Decentralized Finance(DeFi) is one of the prominent use cases of blockchain technology influencing how finance works in this new technology-oriented world. In DeFi, users enjoy security, accessibility, and transparency, which this generation needs and look for.
With advantages like interoperability, programmability, immutability, and control, DeFi challenges regular bank-based financial solutions as a promising and better alternative. Still, it would be far from the truth to say that DeFi is completely safe. With full control of your funds, you must use them wisely and secure yourself from the risks. Here we are to discuss a few risks and vulnerabilities you should look for in the DeFi world. Let’s start.
The Protocol itself
When it comes to DeFi, the protocol is the backbone of it. The protocol provides you with the platform for DeFi over the blockchain. It tells the rules of the working and the underlying financial functioning of the platform. AAVE, Compound, and Uniswap are some examples of very well-known protocols.
The risk associated with it can be huge, as blockchain is an open space. Anyone can start their protocol and label it as a trustworthy DeFi platform, but not every such protocol is safe. When going for DeFi, it is almost important to check the financial backing, financial soundness, and financial correctness of the protocol and make sure the one you are investing in does not turn out to be a fraud. This can be done by going through the protocol’s whitepaper or staying confined to well-known protocols.
The Market Risk
No investment or financial move is free of risk. It does not matter whether it’s a regular bank-based investment or finance, the same is true in the case of DeFi, there is always risk involved, and this risk is often related to the financial understanding of the market.
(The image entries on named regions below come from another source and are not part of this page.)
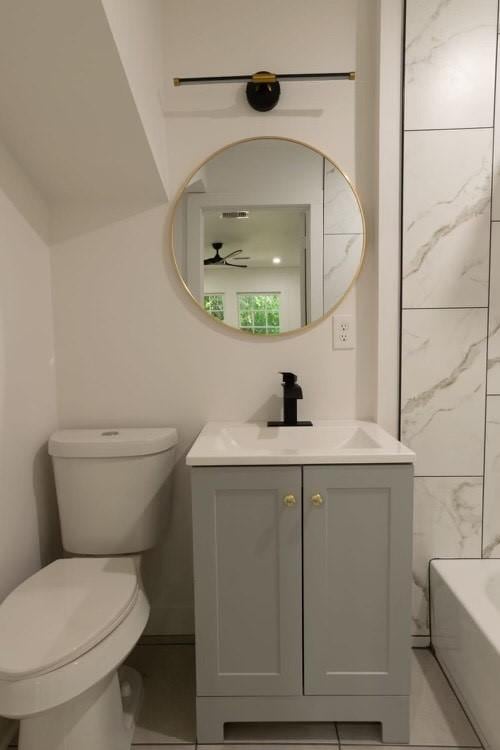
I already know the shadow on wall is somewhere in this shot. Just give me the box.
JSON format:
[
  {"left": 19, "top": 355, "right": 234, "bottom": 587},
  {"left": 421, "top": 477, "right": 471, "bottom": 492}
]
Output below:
[
  {"left": 162, "top": 84, "right": 325, "bottom": 120},
  {"left": 33, "top": 443, "right": 62, "bottom": 567}
]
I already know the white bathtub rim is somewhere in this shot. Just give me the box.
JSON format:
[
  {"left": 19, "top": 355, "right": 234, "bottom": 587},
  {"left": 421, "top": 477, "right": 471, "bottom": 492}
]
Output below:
[{"left": 430, "top": 558, "right": 500, "bottom": 656}]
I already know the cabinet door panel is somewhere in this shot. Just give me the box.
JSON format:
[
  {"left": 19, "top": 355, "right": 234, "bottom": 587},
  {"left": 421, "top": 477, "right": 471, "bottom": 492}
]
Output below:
[
  {"left": 304, "top": 465, "right": 412, "bottom": 695},
  {"left": 192, "top": 467, "right": 302, "bottom": 695}
]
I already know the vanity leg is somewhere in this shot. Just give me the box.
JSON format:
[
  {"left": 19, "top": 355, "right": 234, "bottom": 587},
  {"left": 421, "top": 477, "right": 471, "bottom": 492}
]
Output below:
[
  {"left": 196, "top": 701, "right": 224, "bottom": 745},
  {"left": 382, "top": 699, "right": 410, "bottom": 745}
]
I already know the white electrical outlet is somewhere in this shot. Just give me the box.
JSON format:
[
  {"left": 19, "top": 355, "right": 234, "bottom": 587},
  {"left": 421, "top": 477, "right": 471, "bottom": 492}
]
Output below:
[{"left": 333, "top": 315, "right": 356, "bottom": 349}]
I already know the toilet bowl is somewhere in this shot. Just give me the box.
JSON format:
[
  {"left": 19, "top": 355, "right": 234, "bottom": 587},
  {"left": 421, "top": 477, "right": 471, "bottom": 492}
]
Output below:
[{"left": 0, "top": 428, "right": 177, "bottom": 750}]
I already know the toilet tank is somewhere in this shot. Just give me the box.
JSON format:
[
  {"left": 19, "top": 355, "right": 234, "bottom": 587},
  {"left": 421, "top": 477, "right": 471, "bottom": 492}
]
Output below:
[{"left": 49, "top": 427, "right": 177, "bottom": 556}]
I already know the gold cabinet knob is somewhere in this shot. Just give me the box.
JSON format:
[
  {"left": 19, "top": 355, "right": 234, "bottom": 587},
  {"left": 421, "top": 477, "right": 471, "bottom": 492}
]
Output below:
[{"left": 311, "top": 493, "right": 323, "bottom": 505}]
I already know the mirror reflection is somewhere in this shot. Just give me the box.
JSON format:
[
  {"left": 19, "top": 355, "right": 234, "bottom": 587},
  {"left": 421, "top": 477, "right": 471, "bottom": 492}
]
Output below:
[{"left": 173, "top": 138, "right": 364, "bottom": 336}]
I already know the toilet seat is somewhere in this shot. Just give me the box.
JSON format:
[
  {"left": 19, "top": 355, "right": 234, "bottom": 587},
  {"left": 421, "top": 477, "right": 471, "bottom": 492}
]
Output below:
[{"left": 0, "top": 557, "right": 139, "bottom": 681}]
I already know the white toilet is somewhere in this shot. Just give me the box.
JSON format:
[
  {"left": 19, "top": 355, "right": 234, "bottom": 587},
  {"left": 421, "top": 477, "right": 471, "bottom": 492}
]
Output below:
[{"left": 0, "top": 428, "right": 177, "bottom": 750}]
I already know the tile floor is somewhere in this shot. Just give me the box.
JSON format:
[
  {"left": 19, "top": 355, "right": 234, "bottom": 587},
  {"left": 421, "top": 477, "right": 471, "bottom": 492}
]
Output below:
[
  {"left": 5, "top": 641, "right": 481, "bottom": 750},
  {"left": 123, "top": 643, "right": 481, "bottom": 750}
]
By market, I mean the ecosystem of the DeFI protocols. Different market risks are involved with different types of protocols, and the user should be aware of that before investing to save from losses; this can be done by going through the whitepapers and collecting information about protocols’ working and their underlying financial structure.
Social Attacks on DeFi
Decentralized Finance, the term decentralized itself brings some risks with it. With users becoming part of the working of the protocol, there is a social layer in these decentralized finance protocols, which influences the decision-making of the protocol’s future steps.
This opens up the doors for hackers to manipulate the protocol’s working by infiltrating the protocol’s social layer, which is dangerous for the protocol users.
Smart Contract attacks
The DeFi protocols are fueled by smart contracts, which provide the flexibility and programmability of the protocols. Smart contracts facilitate the implementation of complex financial logic and conditions. But many times these smart contracts can result in the downfall of the protocols.
Over the past few years, web3 space is noticing a continuous rise in web3 attacks which sounds an alarm for more security-oriented development. It is of utmost importance to keep in mind the code quality of the smart contract and ensure that the protocol’s implementation has no vulnerability, which could lead to loss. To confirm and verify the protocol’s implementation and architecture, the protocol team contacts smart contract auditors, which help them tackle and take care of security issues.
DeFi, with promising results, has taken on Web3 quite quickly and continues to expand because of its flexibility and ability to best the existing bank-based financial solutions. But it is of equal importance to keep in mind one’s safety. The users of DeFi need to be very well informed and educated to analyze risks and security issues best. Only by doing so can one fully enjoy the power of DeFi.